Comment by oersted
1 day ago
I have been a big fan of Valve since the Orange Box days and I always dreamed of working there, but let’s not kid ourselves. This is all enabled by the massive monopolistic cash-cow that is Steam that requires a tiny team to maintain. Similarly their top games have minuscule teams and still rake-in millions in microtransactions, fueled by a shadow economy of gambling and speculative trading aimed at kids.
Yes to a large extent they got those monopolies by building truly outstanding products in good faith and by being pioneers in quite a few areas. And certainly they are an exemplary case of investing that wealth into legitimately innovative and widely appreciated long-term endeavors.
My point is that Valve is not all that special for being nice, many organizations do crave to be like that but they don’t have the luxury to have hit that jackpot.

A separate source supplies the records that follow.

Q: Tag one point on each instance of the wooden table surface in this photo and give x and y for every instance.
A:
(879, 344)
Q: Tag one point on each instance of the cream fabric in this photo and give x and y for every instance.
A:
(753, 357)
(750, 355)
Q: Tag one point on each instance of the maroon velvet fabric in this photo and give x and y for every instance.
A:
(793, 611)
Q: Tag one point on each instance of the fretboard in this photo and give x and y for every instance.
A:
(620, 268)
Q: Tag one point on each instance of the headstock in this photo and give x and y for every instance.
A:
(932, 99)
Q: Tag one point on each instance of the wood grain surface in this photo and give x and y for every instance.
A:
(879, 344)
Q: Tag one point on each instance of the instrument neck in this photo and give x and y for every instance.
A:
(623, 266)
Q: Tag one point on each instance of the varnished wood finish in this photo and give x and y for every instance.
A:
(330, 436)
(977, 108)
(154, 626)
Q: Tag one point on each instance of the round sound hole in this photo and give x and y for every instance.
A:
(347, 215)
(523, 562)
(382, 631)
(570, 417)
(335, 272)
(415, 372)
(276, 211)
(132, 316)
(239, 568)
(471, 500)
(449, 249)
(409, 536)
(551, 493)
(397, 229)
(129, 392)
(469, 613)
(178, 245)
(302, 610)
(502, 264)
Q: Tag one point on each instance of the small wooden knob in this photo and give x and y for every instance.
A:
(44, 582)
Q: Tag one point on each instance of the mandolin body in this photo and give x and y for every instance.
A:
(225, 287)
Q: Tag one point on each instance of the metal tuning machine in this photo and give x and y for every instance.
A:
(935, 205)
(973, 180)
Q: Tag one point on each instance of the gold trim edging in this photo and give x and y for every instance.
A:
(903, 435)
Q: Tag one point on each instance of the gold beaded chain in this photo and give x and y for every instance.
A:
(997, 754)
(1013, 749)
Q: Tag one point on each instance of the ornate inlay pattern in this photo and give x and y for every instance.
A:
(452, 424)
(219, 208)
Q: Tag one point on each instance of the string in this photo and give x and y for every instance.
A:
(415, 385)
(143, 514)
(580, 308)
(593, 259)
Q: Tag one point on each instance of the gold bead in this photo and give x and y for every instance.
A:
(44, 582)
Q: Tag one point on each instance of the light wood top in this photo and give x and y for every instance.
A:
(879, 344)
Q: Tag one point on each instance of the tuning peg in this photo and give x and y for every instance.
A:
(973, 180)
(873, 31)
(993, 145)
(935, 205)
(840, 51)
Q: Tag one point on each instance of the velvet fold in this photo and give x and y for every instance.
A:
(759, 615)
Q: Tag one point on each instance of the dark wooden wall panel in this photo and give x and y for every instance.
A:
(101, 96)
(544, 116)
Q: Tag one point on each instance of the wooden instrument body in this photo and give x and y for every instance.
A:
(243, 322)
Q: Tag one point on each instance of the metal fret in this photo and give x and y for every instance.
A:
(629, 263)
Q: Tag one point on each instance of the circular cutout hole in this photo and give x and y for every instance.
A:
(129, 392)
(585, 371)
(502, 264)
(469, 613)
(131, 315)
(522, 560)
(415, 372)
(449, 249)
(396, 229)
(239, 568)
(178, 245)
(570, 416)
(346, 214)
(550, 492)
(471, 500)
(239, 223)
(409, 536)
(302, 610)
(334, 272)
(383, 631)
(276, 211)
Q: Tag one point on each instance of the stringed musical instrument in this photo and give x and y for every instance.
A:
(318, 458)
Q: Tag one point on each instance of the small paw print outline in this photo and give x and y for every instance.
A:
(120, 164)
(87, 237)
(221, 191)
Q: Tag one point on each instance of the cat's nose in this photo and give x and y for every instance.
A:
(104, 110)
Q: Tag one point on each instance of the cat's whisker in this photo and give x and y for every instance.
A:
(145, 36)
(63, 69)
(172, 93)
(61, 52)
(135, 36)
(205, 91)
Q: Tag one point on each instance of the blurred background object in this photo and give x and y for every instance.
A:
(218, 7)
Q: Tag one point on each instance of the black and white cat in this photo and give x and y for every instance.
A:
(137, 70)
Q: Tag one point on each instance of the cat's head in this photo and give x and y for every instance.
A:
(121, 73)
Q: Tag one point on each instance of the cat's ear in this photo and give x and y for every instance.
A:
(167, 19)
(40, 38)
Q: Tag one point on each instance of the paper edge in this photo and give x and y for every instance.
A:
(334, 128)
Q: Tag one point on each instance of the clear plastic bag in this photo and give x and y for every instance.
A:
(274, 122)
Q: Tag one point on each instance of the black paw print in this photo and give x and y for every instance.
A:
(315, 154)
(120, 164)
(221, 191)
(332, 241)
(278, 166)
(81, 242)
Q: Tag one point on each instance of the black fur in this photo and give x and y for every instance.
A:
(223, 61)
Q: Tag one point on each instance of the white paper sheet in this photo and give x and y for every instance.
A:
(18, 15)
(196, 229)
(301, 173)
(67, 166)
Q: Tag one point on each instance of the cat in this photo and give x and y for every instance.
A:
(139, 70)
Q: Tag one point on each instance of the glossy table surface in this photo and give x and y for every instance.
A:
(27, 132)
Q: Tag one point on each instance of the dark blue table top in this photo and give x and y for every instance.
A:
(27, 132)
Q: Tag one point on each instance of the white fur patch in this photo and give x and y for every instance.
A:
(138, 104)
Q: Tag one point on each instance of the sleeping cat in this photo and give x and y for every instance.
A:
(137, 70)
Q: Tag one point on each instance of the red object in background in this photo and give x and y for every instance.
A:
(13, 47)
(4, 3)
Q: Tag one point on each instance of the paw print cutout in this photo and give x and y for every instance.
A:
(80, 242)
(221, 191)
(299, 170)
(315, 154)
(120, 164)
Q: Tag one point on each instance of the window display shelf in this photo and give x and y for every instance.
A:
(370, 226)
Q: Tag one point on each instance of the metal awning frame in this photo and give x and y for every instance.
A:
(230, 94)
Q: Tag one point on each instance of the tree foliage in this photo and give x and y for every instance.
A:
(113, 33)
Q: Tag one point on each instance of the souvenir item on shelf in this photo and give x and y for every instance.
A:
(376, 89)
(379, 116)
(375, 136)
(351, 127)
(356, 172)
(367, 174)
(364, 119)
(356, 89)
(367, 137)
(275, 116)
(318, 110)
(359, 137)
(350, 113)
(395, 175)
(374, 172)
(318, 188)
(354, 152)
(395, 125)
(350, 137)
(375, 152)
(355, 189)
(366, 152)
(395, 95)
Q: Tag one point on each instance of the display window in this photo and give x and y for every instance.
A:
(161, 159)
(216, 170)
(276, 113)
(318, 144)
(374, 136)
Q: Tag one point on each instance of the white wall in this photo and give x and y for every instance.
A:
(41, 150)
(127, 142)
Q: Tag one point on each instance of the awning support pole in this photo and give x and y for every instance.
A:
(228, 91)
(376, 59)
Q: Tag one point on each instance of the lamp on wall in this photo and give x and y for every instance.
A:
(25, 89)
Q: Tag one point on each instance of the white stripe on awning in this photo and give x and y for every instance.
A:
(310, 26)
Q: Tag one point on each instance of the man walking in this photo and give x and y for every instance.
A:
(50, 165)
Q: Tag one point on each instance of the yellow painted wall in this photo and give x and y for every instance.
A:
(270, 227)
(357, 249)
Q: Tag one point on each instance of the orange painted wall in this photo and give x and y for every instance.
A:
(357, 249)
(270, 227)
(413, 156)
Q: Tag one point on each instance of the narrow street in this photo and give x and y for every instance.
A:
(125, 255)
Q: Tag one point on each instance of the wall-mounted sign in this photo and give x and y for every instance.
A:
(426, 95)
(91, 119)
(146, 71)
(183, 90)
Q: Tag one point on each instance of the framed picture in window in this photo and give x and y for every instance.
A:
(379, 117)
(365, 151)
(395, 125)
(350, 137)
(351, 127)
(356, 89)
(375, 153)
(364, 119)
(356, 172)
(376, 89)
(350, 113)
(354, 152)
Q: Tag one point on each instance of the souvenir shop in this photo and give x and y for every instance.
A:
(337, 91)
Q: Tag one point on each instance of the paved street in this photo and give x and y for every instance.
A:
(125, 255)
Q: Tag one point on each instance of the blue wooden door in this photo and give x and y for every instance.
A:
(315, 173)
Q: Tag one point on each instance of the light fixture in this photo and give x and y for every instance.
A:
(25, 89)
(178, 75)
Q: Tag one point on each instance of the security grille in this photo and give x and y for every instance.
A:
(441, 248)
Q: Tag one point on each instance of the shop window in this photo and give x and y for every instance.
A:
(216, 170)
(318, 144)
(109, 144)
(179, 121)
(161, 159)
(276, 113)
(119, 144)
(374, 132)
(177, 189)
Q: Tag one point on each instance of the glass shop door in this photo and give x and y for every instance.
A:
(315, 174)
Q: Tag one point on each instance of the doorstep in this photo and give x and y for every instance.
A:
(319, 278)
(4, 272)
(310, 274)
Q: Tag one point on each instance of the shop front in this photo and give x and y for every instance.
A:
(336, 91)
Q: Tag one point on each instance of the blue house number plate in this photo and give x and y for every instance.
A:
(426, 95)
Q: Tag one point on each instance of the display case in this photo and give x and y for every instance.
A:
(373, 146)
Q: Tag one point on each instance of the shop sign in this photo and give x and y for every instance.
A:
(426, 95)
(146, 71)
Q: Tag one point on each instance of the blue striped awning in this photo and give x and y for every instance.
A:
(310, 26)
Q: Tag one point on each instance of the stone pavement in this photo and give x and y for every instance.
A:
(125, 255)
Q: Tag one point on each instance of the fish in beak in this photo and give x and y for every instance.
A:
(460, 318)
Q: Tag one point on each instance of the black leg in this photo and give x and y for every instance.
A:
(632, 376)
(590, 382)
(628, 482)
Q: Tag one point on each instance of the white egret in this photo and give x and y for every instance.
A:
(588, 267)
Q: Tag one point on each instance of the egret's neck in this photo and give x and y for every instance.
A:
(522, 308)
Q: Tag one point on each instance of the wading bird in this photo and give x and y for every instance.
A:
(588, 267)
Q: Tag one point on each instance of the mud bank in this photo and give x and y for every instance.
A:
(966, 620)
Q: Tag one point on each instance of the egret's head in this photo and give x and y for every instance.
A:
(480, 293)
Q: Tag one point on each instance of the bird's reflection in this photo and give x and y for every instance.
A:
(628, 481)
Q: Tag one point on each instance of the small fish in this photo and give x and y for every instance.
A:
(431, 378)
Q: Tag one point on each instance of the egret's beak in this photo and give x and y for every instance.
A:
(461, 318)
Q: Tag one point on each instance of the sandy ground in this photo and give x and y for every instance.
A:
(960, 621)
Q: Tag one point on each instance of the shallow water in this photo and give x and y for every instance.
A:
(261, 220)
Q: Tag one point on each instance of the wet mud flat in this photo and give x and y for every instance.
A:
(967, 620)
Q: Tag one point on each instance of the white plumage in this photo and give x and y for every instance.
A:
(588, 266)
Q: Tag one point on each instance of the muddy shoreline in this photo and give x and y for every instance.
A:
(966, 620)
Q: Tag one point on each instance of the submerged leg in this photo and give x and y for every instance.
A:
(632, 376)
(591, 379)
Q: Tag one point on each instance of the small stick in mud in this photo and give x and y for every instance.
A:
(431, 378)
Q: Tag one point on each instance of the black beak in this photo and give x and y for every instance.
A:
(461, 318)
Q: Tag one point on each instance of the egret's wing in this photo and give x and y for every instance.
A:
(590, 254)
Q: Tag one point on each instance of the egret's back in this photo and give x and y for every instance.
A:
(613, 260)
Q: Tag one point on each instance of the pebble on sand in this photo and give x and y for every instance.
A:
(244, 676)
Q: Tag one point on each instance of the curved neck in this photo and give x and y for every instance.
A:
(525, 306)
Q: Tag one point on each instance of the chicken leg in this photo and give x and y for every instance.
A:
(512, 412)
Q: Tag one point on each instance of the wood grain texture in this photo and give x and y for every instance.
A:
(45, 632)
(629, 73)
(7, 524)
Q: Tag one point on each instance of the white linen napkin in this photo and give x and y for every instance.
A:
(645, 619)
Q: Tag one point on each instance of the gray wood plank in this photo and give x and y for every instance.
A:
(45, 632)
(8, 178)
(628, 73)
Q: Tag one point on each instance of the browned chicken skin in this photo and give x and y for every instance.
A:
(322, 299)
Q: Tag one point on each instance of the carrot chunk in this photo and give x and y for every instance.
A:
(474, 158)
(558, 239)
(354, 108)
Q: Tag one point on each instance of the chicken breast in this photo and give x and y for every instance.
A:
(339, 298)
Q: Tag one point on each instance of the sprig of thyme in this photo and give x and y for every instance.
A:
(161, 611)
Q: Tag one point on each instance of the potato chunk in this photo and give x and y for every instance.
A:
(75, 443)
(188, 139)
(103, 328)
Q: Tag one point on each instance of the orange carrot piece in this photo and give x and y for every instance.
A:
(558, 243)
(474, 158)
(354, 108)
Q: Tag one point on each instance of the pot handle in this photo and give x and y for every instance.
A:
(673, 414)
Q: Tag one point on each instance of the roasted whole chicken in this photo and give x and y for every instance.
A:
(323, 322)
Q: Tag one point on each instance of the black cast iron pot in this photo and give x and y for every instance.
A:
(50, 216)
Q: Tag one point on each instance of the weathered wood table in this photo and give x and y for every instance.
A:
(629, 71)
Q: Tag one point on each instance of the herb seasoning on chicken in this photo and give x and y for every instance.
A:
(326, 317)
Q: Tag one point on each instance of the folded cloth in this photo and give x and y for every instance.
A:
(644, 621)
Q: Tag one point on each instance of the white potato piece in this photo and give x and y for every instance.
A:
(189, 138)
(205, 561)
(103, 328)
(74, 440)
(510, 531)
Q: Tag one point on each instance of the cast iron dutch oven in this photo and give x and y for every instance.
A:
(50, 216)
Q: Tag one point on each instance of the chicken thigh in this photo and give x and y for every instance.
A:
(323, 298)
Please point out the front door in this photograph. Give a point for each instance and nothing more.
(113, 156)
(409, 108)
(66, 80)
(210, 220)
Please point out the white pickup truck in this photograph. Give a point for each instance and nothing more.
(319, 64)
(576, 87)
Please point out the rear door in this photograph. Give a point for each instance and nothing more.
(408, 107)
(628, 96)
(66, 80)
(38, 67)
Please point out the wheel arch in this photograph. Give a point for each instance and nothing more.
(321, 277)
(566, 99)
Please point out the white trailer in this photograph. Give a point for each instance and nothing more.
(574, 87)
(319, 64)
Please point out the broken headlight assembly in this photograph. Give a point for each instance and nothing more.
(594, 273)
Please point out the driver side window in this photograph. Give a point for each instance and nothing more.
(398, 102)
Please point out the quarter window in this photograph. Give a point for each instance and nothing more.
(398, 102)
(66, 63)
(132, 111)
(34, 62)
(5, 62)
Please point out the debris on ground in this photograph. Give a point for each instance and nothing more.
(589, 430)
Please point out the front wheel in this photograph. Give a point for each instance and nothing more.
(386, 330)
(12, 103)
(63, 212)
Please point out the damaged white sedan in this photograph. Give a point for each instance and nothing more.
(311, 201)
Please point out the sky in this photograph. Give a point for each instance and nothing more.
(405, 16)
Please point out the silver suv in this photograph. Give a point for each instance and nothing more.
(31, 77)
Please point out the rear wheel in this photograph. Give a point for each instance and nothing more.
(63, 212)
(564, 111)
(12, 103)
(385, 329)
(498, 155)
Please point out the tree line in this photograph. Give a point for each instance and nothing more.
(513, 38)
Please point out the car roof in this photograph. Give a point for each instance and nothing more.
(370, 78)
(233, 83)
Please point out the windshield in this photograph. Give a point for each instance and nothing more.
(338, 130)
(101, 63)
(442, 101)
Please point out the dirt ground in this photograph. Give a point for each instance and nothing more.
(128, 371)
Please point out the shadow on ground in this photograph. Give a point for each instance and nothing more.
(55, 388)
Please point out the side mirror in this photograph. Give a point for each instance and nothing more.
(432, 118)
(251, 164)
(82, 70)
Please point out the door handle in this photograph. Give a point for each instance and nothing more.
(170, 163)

For people with mountains of money, they are among the best, but it’s not exactly a high standard, and they are remarkably inefficient in leveraging that advantage.
They’ve long lost the organizational know-how to make good games, and they have delivered remarkably few public facing successes in the last decade: mainly Valve Index and Steam Deck, both still relatively niche and wide apart, both primarily attempts at expanding Steam’s dominance to fairly uncharted markets, with mixed success. The first iteration of Steam Machines was dead on arrival, as was their long-anticipated game Artifact. CS 2 was not a significant enough upgrade to Go to really count. Half-Life Alyx was popularish I suppose. Anything else of note?